The audience is demonstrating that this luxury party that began in the second half of 2016 continues to be in full swing. But there are good reasons to be cautious. First, a lot of the demand that fuelled LVMH’s growth comes from China.
The country’s consumers are back after having a crackdown on extravagance along with a slowdown within the economy took their toll. There has undoubtedly been an element of catching up right after the hiatus, which super-charged spending might commence to wane since the year progresses. What’s more, the strong euro could deter Chinese shoppers from travelling to Europe, where they tend to splash out more.
You will find a further risk to Chinese demand if trade tensions using the U.S. escalate, or draw in other countries – though LVMH is actually a French company, it’s tough to observe that these issues can’t touch it. The spat could create a drag on Chinese economic growth and damage sentiment amongst the nation’s consumers, making them less inclined to go on a very high-end shopping spree. Given they account for about forty percent of luxury goods groups’ sales, according to analysts at HSBC, this represents a substantial risk to the industry.
But there are other regions to worry about. Even though the U.S. has been another bright spot, stock trading volatility this year is going to do little to let the feeling of prosperity that’s crucial for confidence yqwbeq spend on expensive watches or designer fashion.
Any slowdown could possibly function in Louis Vuitton Replica Handbag. Valuations throughout the sector are the highest in 12 years, but it is a story of mega-brand dominance that’s left many smaller labels behind. Bernard Arnault, LVMH chief executive officer, has said that costs are too rich today for acquisitions. This leaves him room to swoop when a shake-out comes.
His group trades on the forward price to earnings ratio of 24 times, as well as at a deserved premium to Kering.
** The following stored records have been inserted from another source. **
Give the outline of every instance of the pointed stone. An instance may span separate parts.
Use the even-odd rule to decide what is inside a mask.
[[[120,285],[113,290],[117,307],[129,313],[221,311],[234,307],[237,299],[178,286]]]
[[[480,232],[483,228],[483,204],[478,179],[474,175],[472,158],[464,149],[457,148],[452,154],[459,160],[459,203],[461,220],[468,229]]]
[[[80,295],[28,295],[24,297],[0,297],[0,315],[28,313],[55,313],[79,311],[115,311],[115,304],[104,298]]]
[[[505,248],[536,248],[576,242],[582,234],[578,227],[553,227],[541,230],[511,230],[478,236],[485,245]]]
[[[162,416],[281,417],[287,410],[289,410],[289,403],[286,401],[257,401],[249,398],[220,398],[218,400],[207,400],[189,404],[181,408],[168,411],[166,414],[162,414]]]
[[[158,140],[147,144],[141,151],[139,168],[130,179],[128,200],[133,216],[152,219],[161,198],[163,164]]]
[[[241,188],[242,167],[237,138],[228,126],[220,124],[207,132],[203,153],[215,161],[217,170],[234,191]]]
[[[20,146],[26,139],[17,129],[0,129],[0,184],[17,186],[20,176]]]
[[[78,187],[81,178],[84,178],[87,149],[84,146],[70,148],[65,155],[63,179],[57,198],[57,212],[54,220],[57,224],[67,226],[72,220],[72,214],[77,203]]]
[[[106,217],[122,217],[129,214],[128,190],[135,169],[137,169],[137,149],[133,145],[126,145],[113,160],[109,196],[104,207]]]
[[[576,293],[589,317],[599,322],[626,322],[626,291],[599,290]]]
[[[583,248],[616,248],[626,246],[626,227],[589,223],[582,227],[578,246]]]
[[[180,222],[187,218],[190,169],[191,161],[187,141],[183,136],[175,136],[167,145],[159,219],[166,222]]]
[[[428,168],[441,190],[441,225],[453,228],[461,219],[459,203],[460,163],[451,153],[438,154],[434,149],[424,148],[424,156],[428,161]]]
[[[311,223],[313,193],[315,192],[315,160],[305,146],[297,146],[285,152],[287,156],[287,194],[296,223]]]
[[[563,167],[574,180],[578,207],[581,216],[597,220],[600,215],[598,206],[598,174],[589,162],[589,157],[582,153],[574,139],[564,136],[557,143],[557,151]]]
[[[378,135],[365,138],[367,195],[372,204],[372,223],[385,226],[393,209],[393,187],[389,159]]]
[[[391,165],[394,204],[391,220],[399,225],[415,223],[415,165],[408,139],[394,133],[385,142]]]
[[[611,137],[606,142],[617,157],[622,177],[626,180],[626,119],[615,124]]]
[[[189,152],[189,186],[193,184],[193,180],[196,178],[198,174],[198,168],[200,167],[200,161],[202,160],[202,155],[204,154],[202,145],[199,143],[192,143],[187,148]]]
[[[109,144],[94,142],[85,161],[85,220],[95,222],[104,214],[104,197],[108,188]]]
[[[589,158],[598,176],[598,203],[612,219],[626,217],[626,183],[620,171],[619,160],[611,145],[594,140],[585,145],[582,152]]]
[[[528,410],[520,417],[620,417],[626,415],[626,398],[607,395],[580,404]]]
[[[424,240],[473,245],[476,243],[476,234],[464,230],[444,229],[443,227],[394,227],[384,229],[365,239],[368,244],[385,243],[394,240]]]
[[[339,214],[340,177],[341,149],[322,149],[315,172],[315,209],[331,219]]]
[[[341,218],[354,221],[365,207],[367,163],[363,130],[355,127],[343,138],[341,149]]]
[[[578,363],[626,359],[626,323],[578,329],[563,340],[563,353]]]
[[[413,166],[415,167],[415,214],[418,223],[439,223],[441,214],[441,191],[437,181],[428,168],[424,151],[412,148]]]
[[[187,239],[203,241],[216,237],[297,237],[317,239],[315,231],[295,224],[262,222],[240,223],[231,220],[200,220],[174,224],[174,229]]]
True, that gap could narrow – for starters, the group’s Gucci label still has lot choosing it, even though it’s already had a stellar recovery. There’s also scope for a re-rating after its decision to spin-out Puma leaves it as a a pure luxury player.
LVMH should nevertheless be able to retain its Replica Lv Monogram Handbag. Given its scale, along with operations spanning cosmetics to wines and spirits, it must be able to withstand pressures on the industry better than most. Which can make it well placed to pick off weaker rivals once the bling binge finally comes to a conclusion.